What is Two-Step Authentication

Two-Step Authentication provides an additional authentication layer to ensure only you can access your OneSignal account.

In addition to your email address and password or OAuth, Two-Step Authentication requires you to install an authenticator app such as Authy on your personal mobile device. When you log in to OneSignal, you will be prompted for a verification code generated by the authenticator app to access your OneSignal account.

How to set up Two-Step Authentication on OneSignal

Step 1 - Login

New Registrations

• Sign up with your email address and password or with your OAuth provider.
• Access the “Two-Step Authentication” section from the OneSignal Account Management page.

• Click “Enable”
• Follow Step 2

Existing users

• Access the “Two-Step Authentication” section from the OneSignal Account Management page.
• Click “Enable”
• Follow Step 2

Step 2 - Setup Authenticator App

• Download an authenticator app on your personal mobile device
• From the authenticator app, Scan the QR code or enter the Secret Key displayed on OneSignal set up screen
• Enter the six-digit verification code from the authenticator app on OneSignal setup screen

Step 3 - Recovery Codes

Upon successful set up of an authenticator app, OneSignal will generate a set of 10 recovery codes. These codes can be used to login to your account if you don't have access to the authenticator app.

Note: For security purposes, OneSignal will display the recovery code only once. Please download or copy these in a safe place. In case you lose the recovery codes, you can generate a new set, invalidating the old recovery codes, from the Account Management page.

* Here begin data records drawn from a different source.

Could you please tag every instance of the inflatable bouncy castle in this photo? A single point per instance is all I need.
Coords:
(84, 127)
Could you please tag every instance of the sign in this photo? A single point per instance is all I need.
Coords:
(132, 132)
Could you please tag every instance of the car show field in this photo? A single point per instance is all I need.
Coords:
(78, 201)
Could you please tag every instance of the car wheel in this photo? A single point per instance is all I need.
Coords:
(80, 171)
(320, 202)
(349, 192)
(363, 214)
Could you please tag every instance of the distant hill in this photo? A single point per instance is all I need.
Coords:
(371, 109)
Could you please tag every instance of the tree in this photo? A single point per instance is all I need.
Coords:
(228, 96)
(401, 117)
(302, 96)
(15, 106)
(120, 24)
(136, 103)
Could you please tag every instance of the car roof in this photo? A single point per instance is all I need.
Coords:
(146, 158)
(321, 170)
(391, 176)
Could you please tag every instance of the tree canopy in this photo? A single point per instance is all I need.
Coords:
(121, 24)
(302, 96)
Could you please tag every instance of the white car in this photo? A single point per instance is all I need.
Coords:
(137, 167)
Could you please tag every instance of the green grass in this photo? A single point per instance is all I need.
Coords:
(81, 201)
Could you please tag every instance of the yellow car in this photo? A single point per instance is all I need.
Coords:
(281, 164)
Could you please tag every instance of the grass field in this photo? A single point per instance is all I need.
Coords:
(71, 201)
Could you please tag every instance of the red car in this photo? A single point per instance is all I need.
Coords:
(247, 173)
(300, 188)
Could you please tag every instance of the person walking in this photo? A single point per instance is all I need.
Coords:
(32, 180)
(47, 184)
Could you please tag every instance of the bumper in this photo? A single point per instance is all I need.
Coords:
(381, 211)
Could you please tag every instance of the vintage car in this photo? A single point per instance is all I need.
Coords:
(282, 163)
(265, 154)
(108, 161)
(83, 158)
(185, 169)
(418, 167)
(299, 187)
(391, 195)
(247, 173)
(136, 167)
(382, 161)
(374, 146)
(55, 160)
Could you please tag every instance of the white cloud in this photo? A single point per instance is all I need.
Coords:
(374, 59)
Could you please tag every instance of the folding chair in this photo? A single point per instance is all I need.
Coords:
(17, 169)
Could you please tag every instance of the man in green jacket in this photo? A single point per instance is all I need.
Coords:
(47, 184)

New Login Flow after Two-Step Authentication is Enabled

• Enter email address and password or OAuth AND
• Enter the authentication code from the app OR Enter one of the recovery codes OR
• Contact Support for help

Enforce Two-Step Authentication for your Organization

Navigate to Organizations > Your Organization > Roles

From the Organization Roles tab, Org-level admins can:

• View login method and two-step authentication status for all users
• Change the organization-wide Two-Step Authentication policy to
  Default: Allow users to select their own, individual login method, with or without the two-step authentication
  Recommended: Require Two-Step Authentication for all users. Mandatory Two-Step Authentication at an org-level will force all users to enable two-step authentication before they can log in to OneSignal the next time.

Note: Org-wide policy enforcement with a single-click is only available to paid accounts.

What do different icons under login method column mean?

FAQ

What if I am locked out of my account?

• I don’t remember my login password.
  The process to reset your forgotten password is still the same.

• I don’t have access to the authenticator app.
  Use one of the recovery codes generated on successful Two-Step Authentication setup

• I don’t remember recovery codes.
  Please contact OneSignal Support to unlock your account with a one-time code. Please generate a new set of recovery codes on successful login and keep them safe.

How do I disable Two-Step Authentication?

Access Two-Step Authentication settings on the OneSignal Account Management page. Click on “Disable”.
Note: Users will not be able to disable Two-Step Authentication if any of the organizations they are part of enforces it.

How do I generate new recovery codes?

Access Two-Step Authentication settings on the OneSignal Account Management page.
Click on “Generate New Recovery Codes”.

OAuth Login

Customers using third-party OAuth login methods (Facebook, Google, Github, etc) can enable Two-Step Authentication on Onesignal following the same process.

Supported Authenticator Apps

We recommend using Authy, but any authenticator app that supports a Time-based One-time Password (TOTP) mechanism, including Google authenticator, Microsoft authenticator, etc. can be used to set up Two-Step Authentication on OneSignal.